Have you ever wondered why the food at Marble’s Southern Cookery tastes so delicious? The answer is simple. Lee C. Marble, 76, the owner, has been serving delicious Southern style meals for over 27 years and he takes his food seriously.
Sure, you can visit the Westside eatery and order greens, lasagna, sweet potatoes, fried corn, baked chicken or turkey and dressing like you could at other Southern restaurants. However, Marble says what makes his restaurant special is that his quality food is made honestly and with love.
“I am very conscious about this place and everything I do. You can have your chest stuck out because you’re proud to invite someone into your ‘home.’ This is my home,” said Marble. “This is nothing to be slack about.”
Marble’s Southern Cookery has a loyal clientele that wait until the weekends to savor the delicious flavors of the South made from scratch daily. The restaurant oftentimes has lines out the door consisting of a diverse array of people.
Today, Marble creates dishes that are familiar to African-Americans, but he also has the discipline and skill to compete with the best gourmet chefs in town.
Marble’s love for food comes from his Mississippi Delta upbringing. He was a natural in the kitchen. At the age of 14 he moved to Indianapolis with his culinary skills in tow.
“I got in a training program at Indiana University when I was 17. I had a basic knowledge of cooking, but I wanted to do better,” said Marble.
His training was heightened because of his work at the university, but in 1961 Marble became restless and wanted to up the ante – he wanted to become a gourmet chef.
He began working at the old Washington Hotel in downtown Indianapolis, which was famous for good food and beverages.
“I worked for a chef by the name of Andre. He was French. Oh my, he was as mean as a junkyard dog. I was the youngest and least experienced there. It was tough, but I survived,” said Marble, who went on to reminisce about how chefs would have to cook everything from scratch with no aids unlike today. “There isn’t any food that I can’t fix.”
Marble worked for other establishments like the Country Club of Indianapolis and the Hilton Hotel.
In the early ‘80s, he decided to step out on faith, take his corporate knowledge and meager savings and go back to his roots. He opened Marble’s Southern Cookery at its first location on Michigan Road but eventually moved the restaurant to its current location on 2310 Lafayette Road.

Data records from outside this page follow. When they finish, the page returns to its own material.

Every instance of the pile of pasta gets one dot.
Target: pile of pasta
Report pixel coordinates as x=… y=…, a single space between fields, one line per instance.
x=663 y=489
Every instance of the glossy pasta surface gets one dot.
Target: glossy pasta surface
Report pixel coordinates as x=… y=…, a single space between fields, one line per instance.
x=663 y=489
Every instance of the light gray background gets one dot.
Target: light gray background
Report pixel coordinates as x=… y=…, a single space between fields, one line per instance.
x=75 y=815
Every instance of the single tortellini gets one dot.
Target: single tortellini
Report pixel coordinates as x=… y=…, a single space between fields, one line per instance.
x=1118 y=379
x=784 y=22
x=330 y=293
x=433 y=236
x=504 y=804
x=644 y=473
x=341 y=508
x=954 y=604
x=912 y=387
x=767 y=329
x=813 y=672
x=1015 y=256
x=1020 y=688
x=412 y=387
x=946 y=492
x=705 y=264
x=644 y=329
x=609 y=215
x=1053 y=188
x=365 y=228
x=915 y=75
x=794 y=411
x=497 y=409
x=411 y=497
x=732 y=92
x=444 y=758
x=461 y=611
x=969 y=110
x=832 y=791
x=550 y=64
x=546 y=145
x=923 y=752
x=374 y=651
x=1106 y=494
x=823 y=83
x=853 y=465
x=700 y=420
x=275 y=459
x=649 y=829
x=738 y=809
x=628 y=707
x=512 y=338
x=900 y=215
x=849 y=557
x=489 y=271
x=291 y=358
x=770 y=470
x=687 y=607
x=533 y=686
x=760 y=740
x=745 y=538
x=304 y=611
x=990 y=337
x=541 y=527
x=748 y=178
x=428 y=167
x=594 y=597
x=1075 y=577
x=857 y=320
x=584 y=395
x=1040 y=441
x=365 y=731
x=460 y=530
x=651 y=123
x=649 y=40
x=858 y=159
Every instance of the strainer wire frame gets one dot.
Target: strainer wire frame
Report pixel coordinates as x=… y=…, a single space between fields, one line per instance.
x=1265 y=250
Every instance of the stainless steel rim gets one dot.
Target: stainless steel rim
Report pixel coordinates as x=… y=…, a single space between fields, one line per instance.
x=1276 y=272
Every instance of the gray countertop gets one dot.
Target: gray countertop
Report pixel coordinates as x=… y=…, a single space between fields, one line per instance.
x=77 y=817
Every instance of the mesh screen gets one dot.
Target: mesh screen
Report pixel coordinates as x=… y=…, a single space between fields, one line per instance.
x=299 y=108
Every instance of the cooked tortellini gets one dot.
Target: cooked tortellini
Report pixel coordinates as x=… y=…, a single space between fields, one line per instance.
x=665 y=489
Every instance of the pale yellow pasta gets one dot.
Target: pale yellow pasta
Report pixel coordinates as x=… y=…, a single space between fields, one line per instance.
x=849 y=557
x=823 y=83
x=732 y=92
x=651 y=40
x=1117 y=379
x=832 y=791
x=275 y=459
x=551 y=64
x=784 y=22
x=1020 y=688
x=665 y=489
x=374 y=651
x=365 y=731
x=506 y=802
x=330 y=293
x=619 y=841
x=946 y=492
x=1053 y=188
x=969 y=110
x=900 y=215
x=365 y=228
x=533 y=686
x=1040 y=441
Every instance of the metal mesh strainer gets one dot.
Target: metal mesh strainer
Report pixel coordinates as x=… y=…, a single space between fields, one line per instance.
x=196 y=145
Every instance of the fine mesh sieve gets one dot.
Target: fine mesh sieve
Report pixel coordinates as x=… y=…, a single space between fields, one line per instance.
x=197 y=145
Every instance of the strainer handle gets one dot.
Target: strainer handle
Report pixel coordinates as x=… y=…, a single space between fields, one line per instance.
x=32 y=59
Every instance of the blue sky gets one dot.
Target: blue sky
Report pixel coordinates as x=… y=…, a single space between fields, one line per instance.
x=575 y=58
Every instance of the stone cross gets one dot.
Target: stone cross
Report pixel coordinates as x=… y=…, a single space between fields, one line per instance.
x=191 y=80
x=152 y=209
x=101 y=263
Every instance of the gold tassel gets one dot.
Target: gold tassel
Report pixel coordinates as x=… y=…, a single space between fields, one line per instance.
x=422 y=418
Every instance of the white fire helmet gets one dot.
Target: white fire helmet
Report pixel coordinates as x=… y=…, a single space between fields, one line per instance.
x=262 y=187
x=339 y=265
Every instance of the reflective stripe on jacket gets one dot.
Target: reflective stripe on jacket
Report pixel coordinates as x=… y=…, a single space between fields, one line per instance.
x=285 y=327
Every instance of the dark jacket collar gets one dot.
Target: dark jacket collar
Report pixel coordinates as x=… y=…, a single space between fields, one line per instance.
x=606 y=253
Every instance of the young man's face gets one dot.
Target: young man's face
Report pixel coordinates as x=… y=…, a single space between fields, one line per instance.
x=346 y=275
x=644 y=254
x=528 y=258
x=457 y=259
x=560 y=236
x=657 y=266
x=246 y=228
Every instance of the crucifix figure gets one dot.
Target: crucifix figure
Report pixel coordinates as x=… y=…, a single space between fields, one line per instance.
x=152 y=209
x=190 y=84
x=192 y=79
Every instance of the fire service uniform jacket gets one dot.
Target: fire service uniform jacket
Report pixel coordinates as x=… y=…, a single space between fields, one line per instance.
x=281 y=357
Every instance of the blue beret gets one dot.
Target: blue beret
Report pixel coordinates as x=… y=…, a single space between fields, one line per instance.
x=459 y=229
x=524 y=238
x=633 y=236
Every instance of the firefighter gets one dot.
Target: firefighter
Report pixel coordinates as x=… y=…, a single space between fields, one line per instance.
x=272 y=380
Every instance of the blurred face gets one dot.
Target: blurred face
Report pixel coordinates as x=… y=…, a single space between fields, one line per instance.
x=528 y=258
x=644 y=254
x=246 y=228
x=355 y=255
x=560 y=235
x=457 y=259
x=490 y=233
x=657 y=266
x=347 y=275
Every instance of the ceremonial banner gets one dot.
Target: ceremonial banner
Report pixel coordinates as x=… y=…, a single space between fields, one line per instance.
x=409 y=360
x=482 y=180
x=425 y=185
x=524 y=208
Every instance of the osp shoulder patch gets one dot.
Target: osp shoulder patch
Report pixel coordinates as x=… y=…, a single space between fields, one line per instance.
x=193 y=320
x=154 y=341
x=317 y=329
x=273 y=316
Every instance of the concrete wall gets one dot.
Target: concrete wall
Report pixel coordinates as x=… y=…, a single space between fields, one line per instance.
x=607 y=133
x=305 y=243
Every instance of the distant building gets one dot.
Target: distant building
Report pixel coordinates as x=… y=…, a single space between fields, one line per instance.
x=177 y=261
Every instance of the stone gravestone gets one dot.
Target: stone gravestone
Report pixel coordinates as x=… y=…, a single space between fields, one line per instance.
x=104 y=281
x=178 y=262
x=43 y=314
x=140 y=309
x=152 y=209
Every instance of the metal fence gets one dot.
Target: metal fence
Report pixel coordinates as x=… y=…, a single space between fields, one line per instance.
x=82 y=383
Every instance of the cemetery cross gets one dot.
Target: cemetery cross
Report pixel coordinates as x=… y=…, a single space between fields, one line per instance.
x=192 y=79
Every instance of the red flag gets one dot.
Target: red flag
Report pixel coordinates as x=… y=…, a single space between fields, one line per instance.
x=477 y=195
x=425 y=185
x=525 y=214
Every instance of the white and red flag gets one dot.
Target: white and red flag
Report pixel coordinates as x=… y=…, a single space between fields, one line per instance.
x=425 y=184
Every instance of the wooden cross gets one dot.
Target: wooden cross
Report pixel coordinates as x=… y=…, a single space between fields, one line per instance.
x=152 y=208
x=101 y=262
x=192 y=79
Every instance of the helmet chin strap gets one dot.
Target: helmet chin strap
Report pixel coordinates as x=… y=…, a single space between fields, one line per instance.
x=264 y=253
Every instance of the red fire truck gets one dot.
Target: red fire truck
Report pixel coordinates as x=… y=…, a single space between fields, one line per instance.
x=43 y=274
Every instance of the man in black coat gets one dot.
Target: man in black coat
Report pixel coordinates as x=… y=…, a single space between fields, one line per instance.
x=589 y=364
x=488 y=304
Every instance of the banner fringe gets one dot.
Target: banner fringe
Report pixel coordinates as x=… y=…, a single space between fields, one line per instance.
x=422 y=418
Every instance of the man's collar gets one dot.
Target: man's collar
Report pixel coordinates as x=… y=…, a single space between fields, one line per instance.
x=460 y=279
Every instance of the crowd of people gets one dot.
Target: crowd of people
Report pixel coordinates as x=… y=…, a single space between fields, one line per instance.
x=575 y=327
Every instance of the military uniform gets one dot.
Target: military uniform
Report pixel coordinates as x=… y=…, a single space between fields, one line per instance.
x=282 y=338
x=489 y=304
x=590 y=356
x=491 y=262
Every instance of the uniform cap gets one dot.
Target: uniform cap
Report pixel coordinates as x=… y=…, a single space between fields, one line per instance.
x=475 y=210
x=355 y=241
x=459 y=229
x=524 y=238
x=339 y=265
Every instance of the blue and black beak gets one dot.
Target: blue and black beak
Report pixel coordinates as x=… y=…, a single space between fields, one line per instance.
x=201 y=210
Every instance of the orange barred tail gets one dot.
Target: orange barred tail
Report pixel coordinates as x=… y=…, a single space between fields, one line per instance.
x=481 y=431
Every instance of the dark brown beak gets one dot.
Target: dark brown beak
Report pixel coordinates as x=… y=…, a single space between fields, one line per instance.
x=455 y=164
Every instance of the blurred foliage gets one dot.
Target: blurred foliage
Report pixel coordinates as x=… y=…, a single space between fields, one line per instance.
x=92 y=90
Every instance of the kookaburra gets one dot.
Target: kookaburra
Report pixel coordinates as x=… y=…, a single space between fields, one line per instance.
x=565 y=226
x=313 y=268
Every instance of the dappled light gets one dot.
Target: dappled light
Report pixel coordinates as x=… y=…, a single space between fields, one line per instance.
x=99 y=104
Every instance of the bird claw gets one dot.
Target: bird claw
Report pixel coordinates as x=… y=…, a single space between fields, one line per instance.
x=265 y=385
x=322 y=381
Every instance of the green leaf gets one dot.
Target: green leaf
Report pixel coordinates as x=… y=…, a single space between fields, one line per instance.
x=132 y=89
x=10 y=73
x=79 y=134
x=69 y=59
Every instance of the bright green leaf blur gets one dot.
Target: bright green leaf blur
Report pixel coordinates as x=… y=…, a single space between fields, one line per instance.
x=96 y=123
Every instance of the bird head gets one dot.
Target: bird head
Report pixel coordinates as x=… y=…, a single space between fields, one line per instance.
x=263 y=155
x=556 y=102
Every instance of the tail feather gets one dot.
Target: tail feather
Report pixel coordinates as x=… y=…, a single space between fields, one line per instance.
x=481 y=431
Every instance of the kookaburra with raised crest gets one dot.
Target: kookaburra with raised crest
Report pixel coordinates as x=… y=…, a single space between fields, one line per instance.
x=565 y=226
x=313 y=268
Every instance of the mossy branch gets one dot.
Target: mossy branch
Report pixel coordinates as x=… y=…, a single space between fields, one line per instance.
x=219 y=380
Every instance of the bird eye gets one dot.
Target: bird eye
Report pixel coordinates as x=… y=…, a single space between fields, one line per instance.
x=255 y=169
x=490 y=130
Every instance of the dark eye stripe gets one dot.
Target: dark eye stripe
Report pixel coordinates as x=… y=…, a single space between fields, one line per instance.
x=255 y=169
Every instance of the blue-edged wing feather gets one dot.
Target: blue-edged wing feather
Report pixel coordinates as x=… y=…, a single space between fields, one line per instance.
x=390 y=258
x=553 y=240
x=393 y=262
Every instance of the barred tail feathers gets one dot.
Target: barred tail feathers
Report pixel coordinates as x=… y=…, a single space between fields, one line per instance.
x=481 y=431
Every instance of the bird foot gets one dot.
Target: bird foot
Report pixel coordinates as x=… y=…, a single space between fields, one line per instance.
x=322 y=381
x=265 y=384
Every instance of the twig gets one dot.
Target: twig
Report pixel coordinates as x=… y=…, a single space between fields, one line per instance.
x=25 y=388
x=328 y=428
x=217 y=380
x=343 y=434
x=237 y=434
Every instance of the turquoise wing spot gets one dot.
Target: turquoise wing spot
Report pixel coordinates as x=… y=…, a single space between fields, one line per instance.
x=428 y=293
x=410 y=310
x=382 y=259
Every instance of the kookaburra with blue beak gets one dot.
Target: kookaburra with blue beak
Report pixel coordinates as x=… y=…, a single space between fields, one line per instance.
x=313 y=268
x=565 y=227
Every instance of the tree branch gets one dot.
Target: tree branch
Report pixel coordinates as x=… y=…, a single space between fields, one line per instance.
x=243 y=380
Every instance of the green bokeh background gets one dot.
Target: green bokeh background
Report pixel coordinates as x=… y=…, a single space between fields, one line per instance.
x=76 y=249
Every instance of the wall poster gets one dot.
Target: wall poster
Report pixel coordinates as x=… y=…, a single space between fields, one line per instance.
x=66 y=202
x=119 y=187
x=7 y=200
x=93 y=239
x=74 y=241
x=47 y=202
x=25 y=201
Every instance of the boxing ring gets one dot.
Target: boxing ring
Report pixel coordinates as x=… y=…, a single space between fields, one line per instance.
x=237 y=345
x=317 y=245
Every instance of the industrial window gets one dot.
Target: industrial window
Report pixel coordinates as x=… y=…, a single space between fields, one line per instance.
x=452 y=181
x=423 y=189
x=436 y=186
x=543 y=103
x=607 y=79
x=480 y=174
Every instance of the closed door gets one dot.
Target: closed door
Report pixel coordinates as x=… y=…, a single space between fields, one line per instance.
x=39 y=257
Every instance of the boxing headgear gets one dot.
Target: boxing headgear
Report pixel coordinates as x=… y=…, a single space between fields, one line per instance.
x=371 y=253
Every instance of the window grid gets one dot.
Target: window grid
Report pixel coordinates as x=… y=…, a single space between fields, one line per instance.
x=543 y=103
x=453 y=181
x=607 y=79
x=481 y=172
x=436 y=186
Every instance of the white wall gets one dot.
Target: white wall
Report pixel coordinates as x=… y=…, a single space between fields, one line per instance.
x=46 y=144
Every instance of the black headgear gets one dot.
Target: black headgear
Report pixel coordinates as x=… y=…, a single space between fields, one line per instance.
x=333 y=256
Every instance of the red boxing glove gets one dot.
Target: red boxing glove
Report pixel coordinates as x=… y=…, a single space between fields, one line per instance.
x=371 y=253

Marble is currently training his daughter and niece to run the restaurant if he was to ever choose to retire. In his spare time, he keeps his gourmet chops sharp by creating dishes such as lobster or Beef Wellington for himself and his family to enjoy.
“My training is where I can fix you something simple like a fried chicken dinner – but I can fry that chicken, you can’t quit eating it. When you eat it, you know it was made with love. I thank God for my experience and I enjoy doing it,” said Marble.